U.S. District Court Dismisses FCRA Lawsuit Against Home Depot

By Michael Klazema on 11/16/2017
California’s Central District U.S. District Court made headlines last month by dismissing an FCRA lawsuit against Home Depot. Per a report from The National Law Review, the court ruled that the plaintiff in the case lacked the proper standing to pursue the lawsuit.

The plaintiff’s case against Home Depot accused the home improvement supplies retailer of violating the Fair Credit Reporting Act in its handling of prospective employee background checks. As coverage explains, the lawsuit alleged that Home Depot did not properly comply with the FCRA when notifying the plaintiff that she would be the subject of a background check. The plaintiff also claimed that Home Depot did not go through the correct process of obtaining her authorization to run the background check.

The FCRA requires employers to follow a rigid set of guidelines when conducting pre-employment background screenings, reports note. For instance, the FCRA says that employers must present candidates with background check disclosure forms that are separate from all other paperwork, not bundled with the job application or any other materials. The exception to this rule is the authorization form a candidate signs, which can legally be included alongside the disclosure.

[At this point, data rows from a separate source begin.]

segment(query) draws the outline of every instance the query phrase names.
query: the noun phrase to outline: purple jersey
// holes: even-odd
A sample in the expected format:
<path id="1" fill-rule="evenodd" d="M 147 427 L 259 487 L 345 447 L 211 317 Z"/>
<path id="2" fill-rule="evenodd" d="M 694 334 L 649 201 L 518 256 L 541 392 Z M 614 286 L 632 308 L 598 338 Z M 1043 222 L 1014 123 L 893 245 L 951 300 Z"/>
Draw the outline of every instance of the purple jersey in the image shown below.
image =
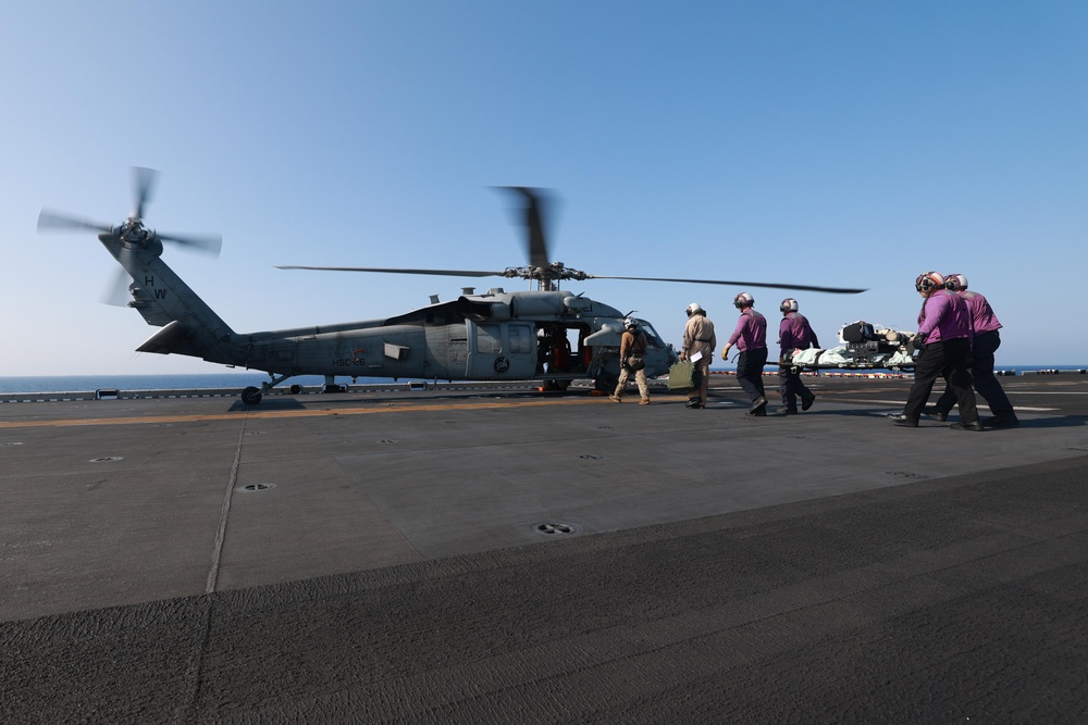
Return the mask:
<path id="1" fill-rule="evenodd" d="M 993 310 L 985 297 L 969 289 L 960 290 L 956 295 L 967 303 L 967 310 L 970 311 L 970 322 L 975 326 L 975 335 L 1001 329 L 1001 323 L 998 322 L 998 316 L 993 314 Z"/>
<path id="2" fill-rule="evenodd" d="M 778 341 L 782 346 L 783 359 L 793 350 L 819 347 L 816 333 L 800 312 L 789 312 L 782 317 L 782 322 L 778 324 Z"/>
<path id="3" fill-rule="evenodd" d="M 955 292 L 938 289 L 922 307 L 918 333 L 926 336 L 926 342 L 973 338 L 967 303 Z"/>
<path id="4" fill-rule="evenodd" d="M 737 328 L 729 336 L 729 345 L 735 345 L 741 352 L 767 347 L 767 318 L 747 308 L 737 321 Z"/>

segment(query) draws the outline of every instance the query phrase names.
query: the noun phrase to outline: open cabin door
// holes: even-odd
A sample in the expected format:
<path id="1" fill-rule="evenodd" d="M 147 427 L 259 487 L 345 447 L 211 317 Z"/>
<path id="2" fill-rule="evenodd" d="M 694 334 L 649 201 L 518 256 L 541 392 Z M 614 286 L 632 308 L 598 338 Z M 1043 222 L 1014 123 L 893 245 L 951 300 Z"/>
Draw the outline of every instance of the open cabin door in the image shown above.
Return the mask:
<path id="1" fill-rule="evenodd" d="M 536 372 L 536 328 L 524 322 L 465 322 L 469 379 L 524 379 Z"/>

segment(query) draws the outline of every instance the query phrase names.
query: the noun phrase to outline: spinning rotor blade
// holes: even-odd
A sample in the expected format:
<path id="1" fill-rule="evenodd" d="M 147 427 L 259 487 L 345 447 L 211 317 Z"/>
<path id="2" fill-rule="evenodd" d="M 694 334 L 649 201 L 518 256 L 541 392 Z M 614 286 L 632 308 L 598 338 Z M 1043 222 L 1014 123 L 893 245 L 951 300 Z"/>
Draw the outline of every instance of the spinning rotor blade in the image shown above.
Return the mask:
<path id="1" fill-rule="evenodd" d="M 769 289 L 800 289 L 806 292 L 831 292 L 832 295 L 857 295 L 865 289 L 846 287 L 814 287 L 812 285 L 779 285 L 765 282 L 731 282 L 728 279 L 671 279 L 667 277 L 613 277 L 599 274 L 586 275 L 590 279 L 632 279 L 635 282 L 678 282 L 685 285 L 729 285 L 730 287 L 767 287 Z"/>
<path id="2" fill-rule="evenodd" d="M 527 186 L 500 186 L 521 195 L 526 200 L 524 220 L 522 224 L 529 229 L 527 239 L 527 251 L 529 252 L 529 264 L 534 267 L 546 267 L 551 263 L 547 255 L 547 237 L 544 235 L 543 207 L 545 203 L 544 193 L 540 189 Z"/>
<path id="3" fill-rule="evenodd" d="M 46 229 L 91 229 L 94 232 L 113 233 L 113 227 L 109 224 L 100 224 L 99 222 L 91 222 L 78 216 L 70 216 L 42 209 L 41 213 L 38 214 L 38 232 Z"/>
<path id="4" fill-rule="evenodd" d="M 505 277 L 506 272 L 484 272 L 481 270 L 387 270 L 362 266 L 299 266 L 276 265 L 276 270 L 317 270 L 319 272 L 382 272 L 386 274 L 431 274 L 445 277 Z"/>
<path id="5" fill-rule="evenodd" d="M 189 247 L 200 252 L 208 252 L 215 257 L 219 257 L 219 252 L 223 248 L 223 237 L 218 234 L 177 237 L 172 234 L 159 234 L 157 232 L 154 236 L 159 237 L 162 241 L 182 245 L 183 247 Z"/>
<path id="6" fill-rule="evenodd" d="M 133 187 L 136 189 L 133 215 L 136 218 L 144 218 L 144 205 L 151 200 L 151 191 L 154 190 L 154 182 L 158 177 L 159 172 L 153 168 L 133 166 Z"/>

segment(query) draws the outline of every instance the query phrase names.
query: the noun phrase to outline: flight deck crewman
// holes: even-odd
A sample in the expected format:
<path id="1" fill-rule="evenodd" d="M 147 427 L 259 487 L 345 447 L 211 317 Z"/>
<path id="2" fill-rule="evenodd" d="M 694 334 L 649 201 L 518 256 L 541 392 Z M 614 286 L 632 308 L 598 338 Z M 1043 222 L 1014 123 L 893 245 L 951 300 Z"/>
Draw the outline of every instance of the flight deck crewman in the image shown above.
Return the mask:
<path id="1" fill-rule="evenodd" d="M 688 305 L 688 324 L 683 328 L 683 347 L 680 349 L 680 360 L 691 360 L 698 357 L 695 370 L 698 371 L 698 388 L 692 390 L 685 408 L 706 408 L 706 386 L 710 377 L 710 357 L 718 347 L 718 338 L 714 335 L 714 323 L 707 320 L 706 310 L 698 302 Z"/>
<path id="2" fill-rule="evenodd" d="M 960 422 L 953 430 L 982 430 L 975 407 L 975 392 L 970 389 L 967 357 L 970 354 L 970 312 L 967 303 L 955 292 L 945 289 L 944 277 L 937 272 L 919 274 L 914 288 L 925 298 L 918 315 L 918 338 L 924 347 L 915 361 L 914 384 L 902 413 L 889 413 L 895 425 L 918 427 L 918 416 L 934 389 L 938 377 L 952 386 L 960 405 Z M 915 342 L 917 345 L 917 341 Z"/>
<path id="3" fill-rule="evenodd" d="M 634 382 L 639 385 L 639 393 L 642 396 L 639 404 L 648 405 L 650 386 L 646 385 L 646 362 L 644 360 L 646 336 L 631 317 L 623 321 L 623 326 L 627 329 L 619 340 L 619 384 L 616 385 L 616 391 L 608 398 L 617 403 L 623 400 L 623 388 L 627 387 L 627 382 L 633 372 Z"/>
<path id="4" fill-rule="evenodd" d="M 782 311 L 782 322 L 778 325 L 778 342 L 782 346 L 778 357 L 780 361 L 786 360 L 794 350 L 819 347 L 816 332 L 798 309 L 798 301 L 792 297 L 787 297 L 779 305 Z M 782 412 L 787 415 L 798 412 L 798 398 L 801 398 L 801 410 L 808 410 L 816 400 L 816 396 L 801 379 L 801 371 L 789 364 L 778 368 L 778 391 L 782 393 Z"/>
<path id="5" fill-rule="evenodd" d="M 998 322 L 986 298 L 967 289 L 967 277 L 962 274 L 950 274 L 944 277 L 944 285 L 962 297 L 970 311 L 970 322 L 975 329 L 975 342 L 970 349 L 970 379 L 975 392 L 982 396 L 990 407 L 990 412 L 993 413 L 993 417 L 988 420 L 986 425 L 993 427 L 1019 425 L 1009 396 L 993 376 L 993 353 L 1001 346 L 1001 336 L 998 333 L 1001 323 Z M 937 404 L 926 412 L 938 421 L 944 421 L 954 404 L 955 392 L 949 383 L 944 386 L 944 392 L 937 400 Z"/>
<path id="6" fill-rule="evenodd" d="M 741 316 L 721 351 L 721 359 L 729 360 L 729 348 L 735 343 L 741 351 L 737 355 L 737 382 L 752 399 L 749 415 L 766 415 L 763 366 L 767 364 L 767 318 L 755 311 L 755 298 L 747 292 L 734 297 L 733 307 L 741 311 Z"/>

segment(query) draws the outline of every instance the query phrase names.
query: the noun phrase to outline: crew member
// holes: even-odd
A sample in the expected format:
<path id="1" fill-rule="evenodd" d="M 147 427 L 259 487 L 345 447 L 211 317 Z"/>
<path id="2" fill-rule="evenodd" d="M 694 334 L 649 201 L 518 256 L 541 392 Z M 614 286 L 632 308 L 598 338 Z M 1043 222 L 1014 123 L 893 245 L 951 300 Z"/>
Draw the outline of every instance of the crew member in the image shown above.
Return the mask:
<path id="1" fill-rule="evenodd" d="M 614 402 L 622 402 L 623 388 L 631 373 L 634 373 L 634 382 L 639 386 L 639 393 L 642 400 L 640 405 L 650 404 L 650 386 L 646 385 L 646 336 L 639 329 L 639 324 L 631 317 L 623 321 L 627 329 L 623 330 L 619 340 L 619 384 L 616 391 L 608 396 Z"/>
<path id="2" fill-rule="evenodd" d="M 706 387 L 710 377 L 710 358 L 718 347 L 714 335 L 714 323 L 706 316 L 706 310 L 698 302 L 688 305 L 688 324 L 683 328 L 683 347 L 680 360 L 694 360 L 698 372 L 698 387 L 689 395 L 685 408 L 706 408 Z"/>
<path id="3" fill-rule="evenodd" d="M 741 311 L 733 334 L 729 336 L 721 359 L 729 360 L 729 348 L 737 346 L 737 382 L 752 399 L 749 415 L 767 414 L 767 397 L 763 388 L 763 366 L 767 364 L 767 318 L 755 311 L 755 298 L 741 292 L 733 298 Z"/>
<path id="4" fill-rule="evenodd" d="M 798 398 L 801 399 L 803 411 L 812 408 L 816 400 L 816 396 L 801 379 L 801 368 L 786 362 L 796 350 L 819 347 L 819 340 L 808 324 L 808 318 L 798 312 L 798 301 L 792 297 L 787 297 L 779 305 L 779 310 L 782 311 L 782 322 L 778 325 L 778 342 L 782 346 L 782 350 L 779 353 L 781 364 L 778 367 L 778 390 L 782 393 L 782 412 L 786 415 L 796 414 Z"/>
<path id="5" fill-rule="evenodd" d="M 990 407 L 993 417 L 986 424 L 992 427 L 1005 427 L 1019 425 L 1016 413 L 1013 412 L 1013 404 L 1009 402 L 998 378 L 993 375 L 993 353 L 1001 346 L 1001 323 L 990 308 L 990 303 L 985 297 L 974 290 L 967 289 L 967 277 L 962 274 L 950 274 L 944 277 L 944 286 L 963 298 L 970 311 L 970 322 L 975 330 L 975 343 L 970 350 L 970 379 L 975 386 L 975 392 L 982 396 L 986 404 Z M 944 392 L 937 400 L 937 404 L 926 412 L 939 421 L 944 421 L 955 404 L 955 393 L 952 391 L 952 384 L 944 386 Z"/>
<path id="6" fill-rule="evenodd" d="M 895 425 L 918 427 L 918 416 L 934 389 L 934 383 L 943 376 L 952 386 L 960 407 L 960 422 L 953 430 L 982 430 L 975 408 L 975 393 L 970 389 L 967 357 L 970 354 L 970 312 L 962 297 L 944 287 L 944 277 L 937 272 L 918 275 L 914 288 L 925 298 L 918 314 L 918 335 L 915 346 L 923 343 L 915 361 L 914 384 L 906 398 L 906 405 L 899 414 L 889 413 Z"/>

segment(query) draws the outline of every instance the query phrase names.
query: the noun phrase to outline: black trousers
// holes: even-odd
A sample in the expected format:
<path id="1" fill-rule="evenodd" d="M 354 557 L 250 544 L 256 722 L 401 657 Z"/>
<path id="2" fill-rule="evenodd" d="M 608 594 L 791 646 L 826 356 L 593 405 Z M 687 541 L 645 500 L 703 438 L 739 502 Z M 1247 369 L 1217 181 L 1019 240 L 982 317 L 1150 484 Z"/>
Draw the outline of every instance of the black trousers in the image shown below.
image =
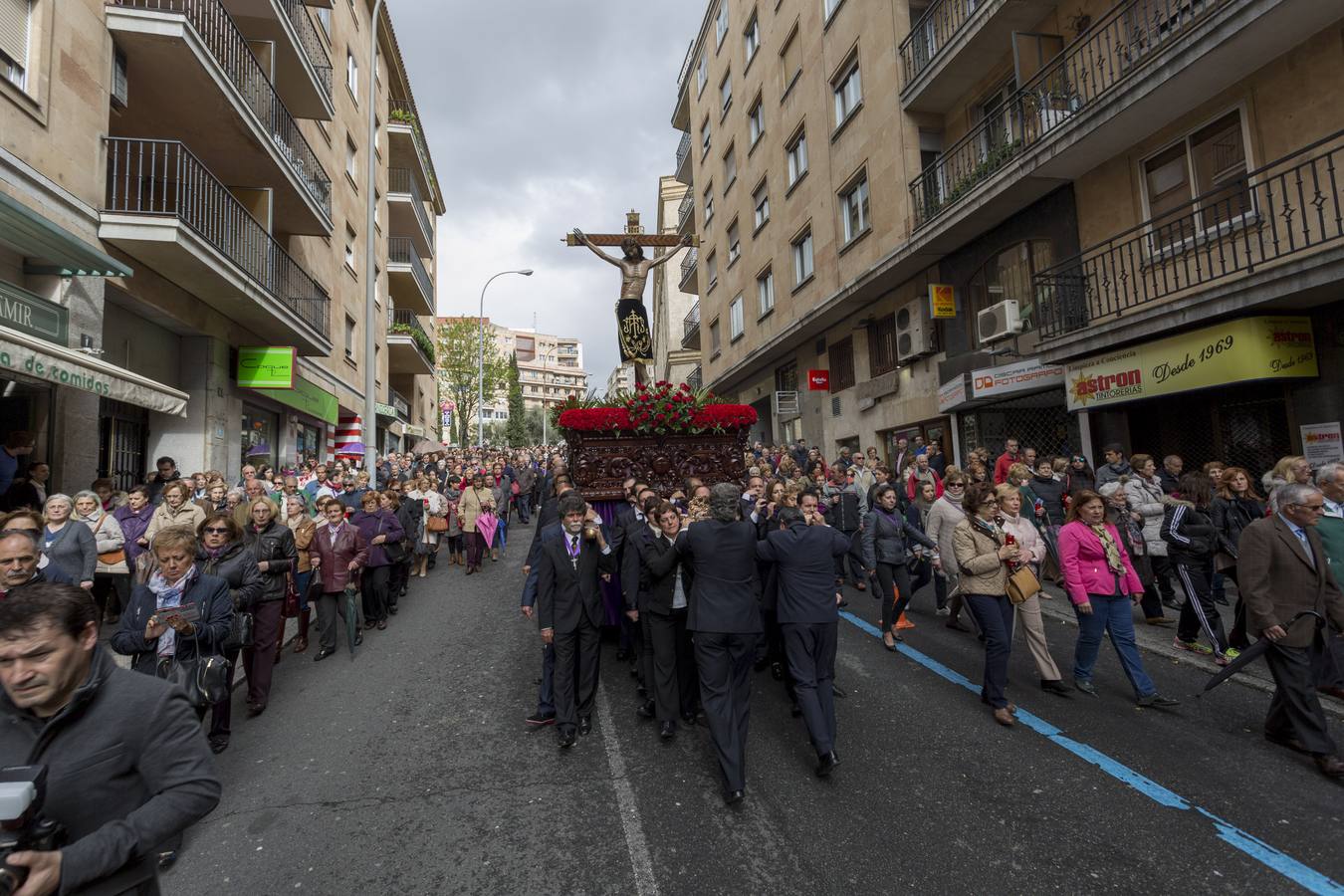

As reports explain, the plaintiff argued that Home Depot violated the FCRA by including a liability waiver with the background check disclosure and authorization. She claimed these violations rendered her employment background check invalid. What the plaintiff did not do was claim any injury suffered due to the alleged FCRA violations.

This point proved crucial in the U.S. District Court ruling, coverage notes. The court ruled that the client lacked injury-in-fact standing in accordance with Article III of the FCRA. Article III standing requires a plaintiff to present a “concrete injury” to sue for FCRA violations. If a plaintiff cannot prove that he or she was harmed by a violation of FCRA guidelines, he or she does not have grounds to sue over that violation. The court cited the U.S. Supreme Court’s decision in last year’s Spokeo, Inc. v. Robins case to justify the decision.

The plaintiff did not connect the noncompliant background check disclosure to a loss of employment opportunity or any similar consequences. Reports indicate the plaintiff was seeking to register a nationwide class of Home Depot candidates affected by the FCRA compliance violation, coverage notes.